4. At one point, Frank calls Tonya his “best friend.” Early in the book, June describes her mother’s relationship with Frank in the same way. In the present action of the book, Tonya can’t speak for herself about her connections to other people. How do you think Tonya would describe her relationship with Frank? What other friendships are important in the book, and why?  


5. For June, guilt is an emotion that conjures up ghosts from her past. Which other characters experience guilt in the novel? How do their reactions to guilt affect the decisions they make and the events that happen in both the present and past action of the story?


6. Why does June call her mother a “Pretendian”? Do you agree with June that the way Tonya behaves when it comes to race is problematic? What are some other places in the book where characters reckon with racial differences? Do you think June comes to any conclusions about the best ways to navigate them?


7. How are June and Zee’s experiences growing up in Aulneau similar, and how are they different? At one point, both Zee and June accuse each other of making a comparison of their experiences “a contest.” What do they mean? Do you agree with either or both of them?  


8. June refers to Britta as being on a “small-town newspaper adventure.” Why do you think she uses that phrase? How does Britta fit into the fabric of this small town?

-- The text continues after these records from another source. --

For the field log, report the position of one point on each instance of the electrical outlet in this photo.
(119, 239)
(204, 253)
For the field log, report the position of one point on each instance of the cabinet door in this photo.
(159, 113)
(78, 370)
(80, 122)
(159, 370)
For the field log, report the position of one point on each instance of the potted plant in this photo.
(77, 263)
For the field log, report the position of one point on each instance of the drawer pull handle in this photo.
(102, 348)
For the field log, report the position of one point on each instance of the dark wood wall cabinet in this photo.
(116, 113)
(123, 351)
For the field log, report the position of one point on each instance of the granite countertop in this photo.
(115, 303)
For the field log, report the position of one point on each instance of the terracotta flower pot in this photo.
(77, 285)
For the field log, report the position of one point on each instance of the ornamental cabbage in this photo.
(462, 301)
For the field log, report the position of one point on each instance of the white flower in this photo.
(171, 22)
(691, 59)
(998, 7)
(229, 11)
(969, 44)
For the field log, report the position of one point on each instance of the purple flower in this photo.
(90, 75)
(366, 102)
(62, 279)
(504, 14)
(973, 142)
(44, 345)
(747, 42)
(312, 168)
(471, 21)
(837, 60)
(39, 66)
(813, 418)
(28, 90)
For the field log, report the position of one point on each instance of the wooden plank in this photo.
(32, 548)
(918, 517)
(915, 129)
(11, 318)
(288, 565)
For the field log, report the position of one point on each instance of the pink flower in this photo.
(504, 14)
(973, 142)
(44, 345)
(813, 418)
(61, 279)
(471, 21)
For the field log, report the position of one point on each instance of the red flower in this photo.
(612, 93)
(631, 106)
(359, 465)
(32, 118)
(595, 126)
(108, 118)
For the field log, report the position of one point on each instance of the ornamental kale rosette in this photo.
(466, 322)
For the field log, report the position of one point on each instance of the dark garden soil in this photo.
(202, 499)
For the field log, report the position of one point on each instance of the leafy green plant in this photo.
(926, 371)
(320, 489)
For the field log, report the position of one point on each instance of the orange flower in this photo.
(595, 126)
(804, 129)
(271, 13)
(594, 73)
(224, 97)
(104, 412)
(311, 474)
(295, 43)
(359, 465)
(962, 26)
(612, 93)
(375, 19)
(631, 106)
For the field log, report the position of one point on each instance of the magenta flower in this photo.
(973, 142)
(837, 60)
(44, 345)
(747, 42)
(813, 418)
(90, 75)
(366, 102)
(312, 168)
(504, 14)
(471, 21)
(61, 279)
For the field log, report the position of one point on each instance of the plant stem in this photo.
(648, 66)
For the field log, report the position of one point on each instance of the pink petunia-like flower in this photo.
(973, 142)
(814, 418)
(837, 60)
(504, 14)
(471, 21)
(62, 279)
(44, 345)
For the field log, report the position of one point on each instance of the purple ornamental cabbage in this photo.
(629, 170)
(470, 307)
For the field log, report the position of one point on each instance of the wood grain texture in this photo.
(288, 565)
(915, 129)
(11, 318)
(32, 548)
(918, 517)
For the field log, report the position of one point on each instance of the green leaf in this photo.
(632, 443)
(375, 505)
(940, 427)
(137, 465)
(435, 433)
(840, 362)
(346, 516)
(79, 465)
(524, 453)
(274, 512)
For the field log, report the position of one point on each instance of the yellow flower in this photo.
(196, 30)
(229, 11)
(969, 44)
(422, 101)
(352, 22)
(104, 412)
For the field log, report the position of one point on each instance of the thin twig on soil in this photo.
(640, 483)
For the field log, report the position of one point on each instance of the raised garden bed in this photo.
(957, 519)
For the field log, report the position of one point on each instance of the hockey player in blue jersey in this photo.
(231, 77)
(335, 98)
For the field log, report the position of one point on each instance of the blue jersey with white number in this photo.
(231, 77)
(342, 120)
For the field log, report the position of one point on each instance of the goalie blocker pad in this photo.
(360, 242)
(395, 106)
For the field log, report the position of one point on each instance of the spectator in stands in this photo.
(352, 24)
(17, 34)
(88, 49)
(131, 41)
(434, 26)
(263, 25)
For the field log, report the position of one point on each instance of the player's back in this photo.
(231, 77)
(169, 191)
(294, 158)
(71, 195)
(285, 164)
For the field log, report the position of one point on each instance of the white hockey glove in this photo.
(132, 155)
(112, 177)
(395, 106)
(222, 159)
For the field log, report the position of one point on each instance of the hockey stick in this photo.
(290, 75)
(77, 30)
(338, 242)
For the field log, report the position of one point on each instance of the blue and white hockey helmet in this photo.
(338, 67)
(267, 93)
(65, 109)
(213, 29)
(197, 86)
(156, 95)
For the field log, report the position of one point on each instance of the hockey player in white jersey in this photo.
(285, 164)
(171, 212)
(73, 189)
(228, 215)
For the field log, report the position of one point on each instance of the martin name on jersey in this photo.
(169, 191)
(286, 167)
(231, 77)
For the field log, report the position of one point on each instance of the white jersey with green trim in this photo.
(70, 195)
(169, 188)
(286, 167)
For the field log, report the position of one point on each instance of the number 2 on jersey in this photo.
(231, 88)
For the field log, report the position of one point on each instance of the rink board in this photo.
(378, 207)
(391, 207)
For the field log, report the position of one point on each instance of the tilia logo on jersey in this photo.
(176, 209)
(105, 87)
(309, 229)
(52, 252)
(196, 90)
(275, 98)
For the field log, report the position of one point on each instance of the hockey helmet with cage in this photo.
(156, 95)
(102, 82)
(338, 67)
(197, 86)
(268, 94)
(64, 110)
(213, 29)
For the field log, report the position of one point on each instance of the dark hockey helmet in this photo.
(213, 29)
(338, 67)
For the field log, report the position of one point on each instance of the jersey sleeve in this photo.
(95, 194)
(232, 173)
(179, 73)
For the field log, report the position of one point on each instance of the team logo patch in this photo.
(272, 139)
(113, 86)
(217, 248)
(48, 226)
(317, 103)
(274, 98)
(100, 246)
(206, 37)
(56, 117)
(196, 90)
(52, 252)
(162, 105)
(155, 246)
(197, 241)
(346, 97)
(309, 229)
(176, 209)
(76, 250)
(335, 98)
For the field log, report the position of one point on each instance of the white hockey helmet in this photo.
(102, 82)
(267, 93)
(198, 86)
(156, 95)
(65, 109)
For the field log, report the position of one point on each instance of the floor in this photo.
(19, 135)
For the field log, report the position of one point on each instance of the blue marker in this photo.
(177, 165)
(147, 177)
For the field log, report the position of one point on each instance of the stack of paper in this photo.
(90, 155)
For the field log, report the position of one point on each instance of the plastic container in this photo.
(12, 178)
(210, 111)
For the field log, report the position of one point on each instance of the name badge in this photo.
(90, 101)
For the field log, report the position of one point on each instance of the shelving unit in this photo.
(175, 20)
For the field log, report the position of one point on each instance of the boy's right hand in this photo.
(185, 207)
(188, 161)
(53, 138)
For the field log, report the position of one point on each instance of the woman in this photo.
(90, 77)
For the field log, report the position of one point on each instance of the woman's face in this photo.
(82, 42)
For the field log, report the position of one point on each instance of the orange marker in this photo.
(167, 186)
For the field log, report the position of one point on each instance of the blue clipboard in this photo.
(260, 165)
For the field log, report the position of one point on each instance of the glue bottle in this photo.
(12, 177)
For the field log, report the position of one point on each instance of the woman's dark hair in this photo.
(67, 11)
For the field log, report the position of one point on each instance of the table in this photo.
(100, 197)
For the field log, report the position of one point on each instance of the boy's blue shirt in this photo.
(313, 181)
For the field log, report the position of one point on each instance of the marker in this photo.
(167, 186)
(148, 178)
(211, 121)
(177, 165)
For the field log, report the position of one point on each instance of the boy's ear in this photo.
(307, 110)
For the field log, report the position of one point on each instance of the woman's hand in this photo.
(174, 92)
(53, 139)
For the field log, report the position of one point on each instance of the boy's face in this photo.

9. Throughout the book, June often feels that she is the object of a game of emotional tug-of-war with some of the people she is closest to; she also plays that game with other people, particularly her mother. What do other characters in the book—such as Jack, Zee, Tonya, and Aaron—want from June, and what do they want for her?


10. June begins her story by talking about the place where it happens; she tells us that outsiders often view this part of the world as “strange and lonely.” After reading the book, does this description feel accurate to you? How would you describe this place?